An interesting feature is the SafeZone Desktop. It creates a virtual desktop with its own browser called the SafeZone Browser. This browser is based on the Chromium project, so it basically looks and feels like Google Chrome. I guess you can say it is Google Chrome re-branded as an avast! browser called the SafeZone Browser. Google Chrome is known for its Incognito mode, where all extensions are disabled temporarily until you leave Incognito mode. This mode makes it possible to browse safely and privately. I guess that's why the free versions of avast! comes bundled with Google Chrome.

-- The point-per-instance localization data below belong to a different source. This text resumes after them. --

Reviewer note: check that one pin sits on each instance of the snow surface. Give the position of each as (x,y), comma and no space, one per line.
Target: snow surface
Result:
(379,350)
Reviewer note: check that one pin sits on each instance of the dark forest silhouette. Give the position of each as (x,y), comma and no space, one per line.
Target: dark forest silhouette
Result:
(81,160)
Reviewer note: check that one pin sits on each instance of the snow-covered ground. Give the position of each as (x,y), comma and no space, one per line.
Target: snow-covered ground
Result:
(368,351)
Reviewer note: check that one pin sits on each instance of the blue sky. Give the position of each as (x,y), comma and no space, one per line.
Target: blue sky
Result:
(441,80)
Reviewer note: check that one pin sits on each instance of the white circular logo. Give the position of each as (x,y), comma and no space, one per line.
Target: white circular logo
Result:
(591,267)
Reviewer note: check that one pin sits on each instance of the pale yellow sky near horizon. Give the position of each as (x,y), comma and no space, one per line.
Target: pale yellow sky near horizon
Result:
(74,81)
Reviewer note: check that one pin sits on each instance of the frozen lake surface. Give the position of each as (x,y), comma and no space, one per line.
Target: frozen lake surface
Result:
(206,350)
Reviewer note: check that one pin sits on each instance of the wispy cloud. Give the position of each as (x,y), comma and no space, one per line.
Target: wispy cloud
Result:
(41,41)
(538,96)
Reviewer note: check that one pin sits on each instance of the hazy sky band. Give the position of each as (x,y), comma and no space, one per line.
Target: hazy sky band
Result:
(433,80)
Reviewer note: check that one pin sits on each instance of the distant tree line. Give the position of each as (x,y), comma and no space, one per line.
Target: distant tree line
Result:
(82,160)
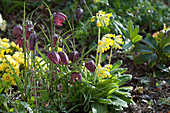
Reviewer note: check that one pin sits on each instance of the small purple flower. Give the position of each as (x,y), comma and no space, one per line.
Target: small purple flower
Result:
(55,39)
(64,57)
(74,56)
(17,31)
(32,41)
(54,57)
(59,18)
(20,41)
(76,75)
(90,65)
(79,14)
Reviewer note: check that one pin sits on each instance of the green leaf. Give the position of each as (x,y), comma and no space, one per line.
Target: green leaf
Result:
(102,100)
(135,32)
(164,41)
(124,78)
(141,48)
(127,45)
(99,108)
(143,58)
(153,60)
(102,1)
(26,106)
(117,64)
(167,48)
(136,38)
(151,41)
(118,101)
(44,95)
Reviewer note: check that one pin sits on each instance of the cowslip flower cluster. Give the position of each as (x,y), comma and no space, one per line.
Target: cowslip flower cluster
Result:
(2,23)
(102,18)
(107,41)
(117,41)
(11,52)
(103,72)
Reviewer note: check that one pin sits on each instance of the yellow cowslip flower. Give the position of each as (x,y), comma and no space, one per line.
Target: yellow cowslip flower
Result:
(104,44)
(93,19)
(17,47)
(5,44)
(13,81)
(5,40)
(7,51)
(13,44)
(102,18)
(6,77)
(59,49)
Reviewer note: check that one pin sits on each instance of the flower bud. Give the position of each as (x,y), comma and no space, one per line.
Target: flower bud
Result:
(76,75)
(79,14)
(17,31)
(32,41)
(90,65)
(59,18)
(64,57)
(29,24)
(54,57)
(74,56)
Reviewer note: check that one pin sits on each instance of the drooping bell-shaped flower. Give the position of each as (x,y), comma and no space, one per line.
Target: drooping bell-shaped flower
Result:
(59,18)
(74,56)
(64,57)
(32,41)
(76,75)
(90,65)
(79,14)
(20,41)
(54,57)
(55,39)
(17,31)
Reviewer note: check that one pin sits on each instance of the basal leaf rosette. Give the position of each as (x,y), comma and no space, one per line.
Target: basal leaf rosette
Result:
(11,52)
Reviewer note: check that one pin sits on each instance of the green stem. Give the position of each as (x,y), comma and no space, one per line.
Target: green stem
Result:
(25,74)
(97,54)
(97,43)
(110,56)
(100,56)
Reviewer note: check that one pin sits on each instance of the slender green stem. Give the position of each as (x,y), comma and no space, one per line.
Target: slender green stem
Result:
(110,56)
(97,54)
(100,56)
(25,70)
(97,43)
(35,82)
(87,7)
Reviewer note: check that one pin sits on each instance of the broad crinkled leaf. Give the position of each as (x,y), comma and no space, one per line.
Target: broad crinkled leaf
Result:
(101,1)
(98,108)
(124,78)
(136,38)
(143,58)
(151,41)
(118,101)
(153,60)
(167,48)
(141,48)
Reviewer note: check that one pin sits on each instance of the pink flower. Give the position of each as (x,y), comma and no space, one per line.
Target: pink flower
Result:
(64,57)
(90,65)
(54,57)
(76,75)
(59,18)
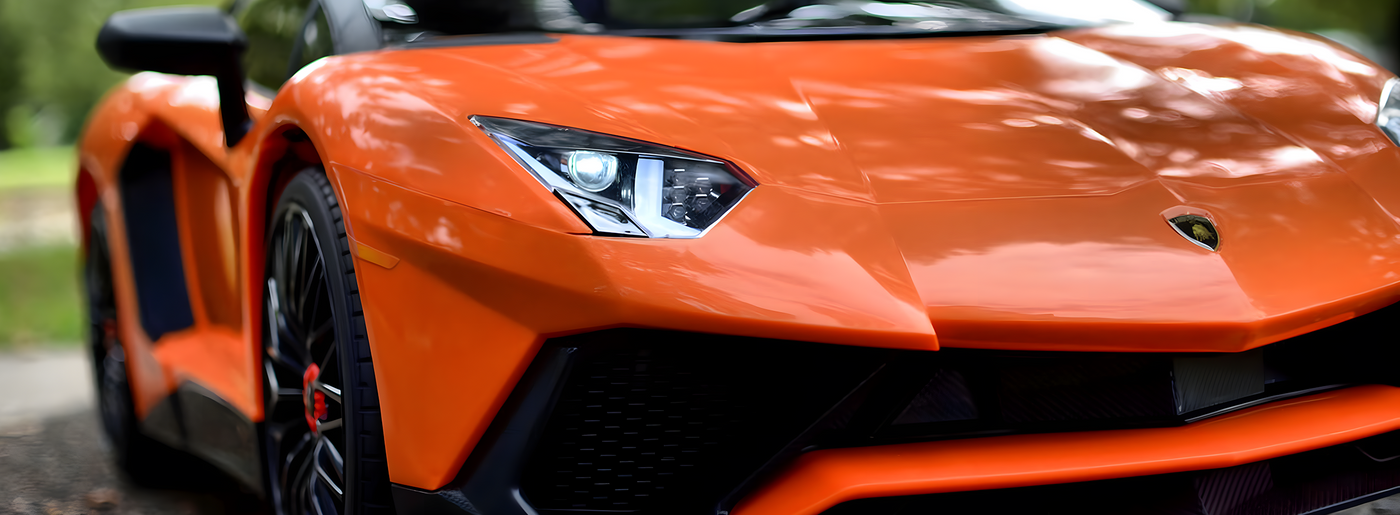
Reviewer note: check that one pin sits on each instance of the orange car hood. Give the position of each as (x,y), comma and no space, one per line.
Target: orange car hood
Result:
(1026,179)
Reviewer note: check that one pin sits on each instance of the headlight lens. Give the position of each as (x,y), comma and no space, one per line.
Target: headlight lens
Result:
(622,186)
(1388,118)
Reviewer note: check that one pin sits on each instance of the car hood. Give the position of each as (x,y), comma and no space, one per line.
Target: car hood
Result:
(921,119)
(1024,181)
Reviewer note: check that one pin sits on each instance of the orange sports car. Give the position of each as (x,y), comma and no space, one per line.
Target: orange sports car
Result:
(784,258)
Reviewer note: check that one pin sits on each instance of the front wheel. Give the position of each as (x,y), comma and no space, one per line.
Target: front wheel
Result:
(322,440)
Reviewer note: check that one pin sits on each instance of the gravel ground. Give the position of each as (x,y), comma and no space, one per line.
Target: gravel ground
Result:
(53,459)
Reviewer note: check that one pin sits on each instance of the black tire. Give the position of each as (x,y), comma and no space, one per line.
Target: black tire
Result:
(312,318)
(143,459)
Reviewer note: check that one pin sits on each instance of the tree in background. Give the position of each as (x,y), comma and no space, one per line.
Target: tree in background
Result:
(51,74)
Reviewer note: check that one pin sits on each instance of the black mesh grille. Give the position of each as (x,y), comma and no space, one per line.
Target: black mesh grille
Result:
(630,427)
(669,423)
(681,423)
(1081,388)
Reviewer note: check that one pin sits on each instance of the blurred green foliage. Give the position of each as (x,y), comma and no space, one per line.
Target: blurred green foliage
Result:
(38,297)
(51,74)
(1378,20)
(52,167)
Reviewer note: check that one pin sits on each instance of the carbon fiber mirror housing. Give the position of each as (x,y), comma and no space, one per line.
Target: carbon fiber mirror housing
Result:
(186,41)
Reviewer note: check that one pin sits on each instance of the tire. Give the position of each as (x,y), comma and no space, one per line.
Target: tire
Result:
(143,459)
(322,438)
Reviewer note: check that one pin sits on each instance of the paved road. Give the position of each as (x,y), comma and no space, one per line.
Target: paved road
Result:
(55,462)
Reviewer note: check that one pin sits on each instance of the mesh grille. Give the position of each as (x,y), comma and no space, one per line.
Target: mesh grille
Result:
(671,428)
(632,427)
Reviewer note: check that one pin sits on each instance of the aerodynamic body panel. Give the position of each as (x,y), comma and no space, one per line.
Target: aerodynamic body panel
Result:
(1003,192)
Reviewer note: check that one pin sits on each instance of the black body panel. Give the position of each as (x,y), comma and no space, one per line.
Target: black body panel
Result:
(653,421)
(153,241)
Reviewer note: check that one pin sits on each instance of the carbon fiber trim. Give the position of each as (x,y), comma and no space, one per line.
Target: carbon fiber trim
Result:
(1206,381)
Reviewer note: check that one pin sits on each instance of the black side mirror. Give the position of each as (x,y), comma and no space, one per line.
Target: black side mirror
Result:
(186,41)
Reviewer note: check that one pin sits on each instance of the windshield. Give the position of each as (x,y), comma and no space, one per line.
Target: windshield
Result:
(409,20)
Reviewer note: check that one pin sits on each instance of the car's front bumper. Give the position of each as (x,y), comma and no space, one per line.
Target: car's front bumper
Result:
(464,305)
(823,479)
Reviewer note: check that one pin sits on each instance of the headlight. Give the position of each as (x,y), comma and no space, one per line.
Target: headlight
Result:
(1388,118)
(622,186)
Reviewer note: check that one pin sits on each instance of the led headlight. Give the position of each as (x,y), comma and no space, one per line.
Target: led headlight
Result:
(623,186)
(1388,116)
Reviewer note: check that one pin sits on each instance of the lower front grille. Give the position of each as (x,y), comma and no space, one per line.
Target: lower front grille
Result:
(1318,482)
(654,421)
(651,421)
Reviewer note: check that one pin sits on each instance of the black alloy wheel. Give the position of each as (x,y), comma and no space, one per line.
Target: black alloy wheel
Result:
(321,434)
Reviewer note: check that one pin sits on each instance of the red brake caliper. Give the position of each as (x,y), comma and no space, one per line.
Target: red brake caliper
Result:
(314,399)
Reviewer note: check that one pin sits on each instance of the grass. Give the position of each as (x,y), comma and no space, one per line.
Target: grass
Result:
(39,297)
(37,167)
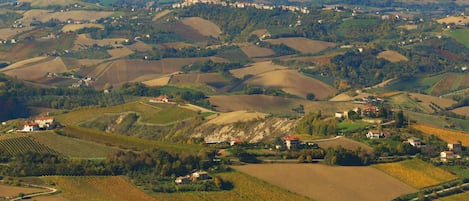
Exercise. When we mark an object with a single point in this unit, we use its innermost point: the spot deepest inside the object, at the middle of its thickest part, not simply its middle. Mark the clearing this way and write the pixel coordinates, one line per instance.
(330, 183)
(392, 56)
(303, 45)
(293, 82)
(416, 173)
(237, 116)
(204, 27)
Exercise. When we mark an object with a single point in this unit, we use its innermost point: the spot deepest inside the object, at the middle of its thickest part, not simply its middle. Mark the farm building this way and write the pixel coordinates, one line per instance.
(30, 126)
(374, 134)
(291, 142)
(45, 122)
(455, 147)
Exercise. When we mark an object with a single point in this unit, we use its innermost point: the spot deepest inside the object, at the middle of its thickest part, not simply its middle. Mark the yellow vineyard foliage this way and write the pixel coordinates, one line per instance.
(447, 135)
(416, 173)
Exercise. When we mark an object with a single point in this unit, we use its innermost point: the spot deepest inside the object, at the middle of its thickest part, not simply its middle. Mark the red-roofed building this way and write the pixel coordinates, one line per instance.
(30, 126)
(291, 141)
(236, 141)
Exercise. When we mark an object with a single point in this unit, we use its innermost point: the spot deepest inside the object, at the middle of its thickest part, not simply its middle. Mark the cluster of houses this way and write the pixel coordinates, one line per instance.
(187, 3)
(194, 177)
(454, 152)
(40, 123)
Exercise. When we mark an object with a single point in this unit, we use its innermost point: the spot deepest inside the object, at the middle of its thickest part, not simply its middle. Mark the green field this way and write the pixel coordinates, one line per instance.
(73, 147)
(245, 187)
(416, 173)
(23, 144)
(149, 113)
(459, 35)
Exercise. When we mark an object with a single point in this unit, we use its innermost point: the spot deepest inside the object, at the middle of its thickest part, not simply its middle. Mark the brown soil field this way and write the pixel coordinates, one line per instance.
(140, 46)
(275, 104)
(344, 142)
(118, 72)
(204, 27)
(256, 69)
(236, 116)
(119, 52)
(20, 64)
(75, 27)
(161, 14)
(444, 85)
(46, 15)
(303, 45)
(83, 41)
(454, 19)
(162, 81)
(330, 183)
(392, 56)
(293, 82)
(9, 33)
(462, 111)
(424, 101)
(39, 70)
(253, 51)
(13, 191)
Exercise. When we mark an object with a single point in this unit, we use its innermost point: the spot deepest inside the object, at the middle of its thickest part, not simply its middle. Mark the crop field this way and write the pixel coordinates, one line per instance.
(324, 183)
(462, 111)
(236, 116)
(75, 27)
(18, 145)
(426, 100)
(199, 78)
(392, 56)
(303, 45)
(121, 71)
(416, 173)
(46, 15)
(254, 51)
(73, 147)
(38, 70)
(447, 135)
(256, 69)
(112, 188)
(293, 82)
(204, 27)
(275, 104)
(122, 141)
(245, 187)
(460, 35)
(444, 85)
(343, 142)
(84, 41)
(13, 191)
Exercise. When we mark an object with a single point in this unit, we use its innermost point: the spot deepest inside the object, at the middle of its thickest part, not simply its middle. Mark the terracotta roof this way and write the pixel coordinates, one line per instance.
(291, 138)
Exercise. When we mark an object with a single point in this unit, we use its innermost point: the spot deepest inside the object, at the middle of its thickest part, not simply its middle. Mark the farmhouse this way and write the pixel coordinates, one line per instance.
(45, 122)
(291, 142)
(160, 99)
(374, 134)
(455, 147)
(416, 142)
(30, 126)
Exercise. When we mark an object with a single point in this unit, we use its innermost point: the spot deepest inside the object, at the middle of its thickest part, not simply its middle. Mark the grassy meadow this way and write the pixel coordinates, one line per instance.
(416, 173)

avast! Internet Security also has a Browser Protection feature, allowing the user to run specific browsers in sandbox mode, as well as installing or uninstalling the WebRep browser plug-in, a tool that gives the users a reputation rating for visited websites. It works basically like AVG's Link Scanner plug-in.
Other features include Remote Assistance (which can be useful for technical support or general administrative purposes) and Site Blocking, where you can block specific URLs. However this feature can also be applied as a parental control tool by adding keyword masks like *porn*, which will block any URL containing the word “porn” (even Google Searches). If you decide to use this feature as a parental control tool, you need to protect avast!'s settings from being changed, by activating the password feature on the main settings screen.
Uninstallation
Removing
avast! Internet Security is easy and effortless. There was absolutely
no side effects after removing avast! from our system and components
like the network and the Windows Firewall operated normal without any
issues. There were a couple of orphan folders and a key in the
registry that was left behind, but these leftovers are so
insignificant that it is not enough to make any fuss about it.
Conclusion
avast!
Internet Security is a well rounded Internet security suite with a
lot of handy features. It has one of the best detection rates among
anti-malware scanners and does a good job at isolating threats. There
is still room for improvement though, especially the firewall shield.
The anti-spam shield can also be improved by expanding support for the
avast! Antispam Toolbar to other e-mail clients as well (not just Microsoft Outlook),
allowing users to train the spam filter and giving them more control over
the spam filtering process. Avast! Internet Security is very gentle on your
system resources, making it the best performing security suite I've
seen in a long time. Out of a cost point of view, a one year licence
for a single PC will go for $29.99 (at the time of publishing this
review). This makes avast! Internet Security also much more
affordable than it's competitors. However this price seems to be
exclusive for users of the trial version, who used the purchase
option from the Maintenance section of the main application screen. I
guess they give you a $20 discount for giving their security suite a
try, which in my humble opinion, is well worth the try.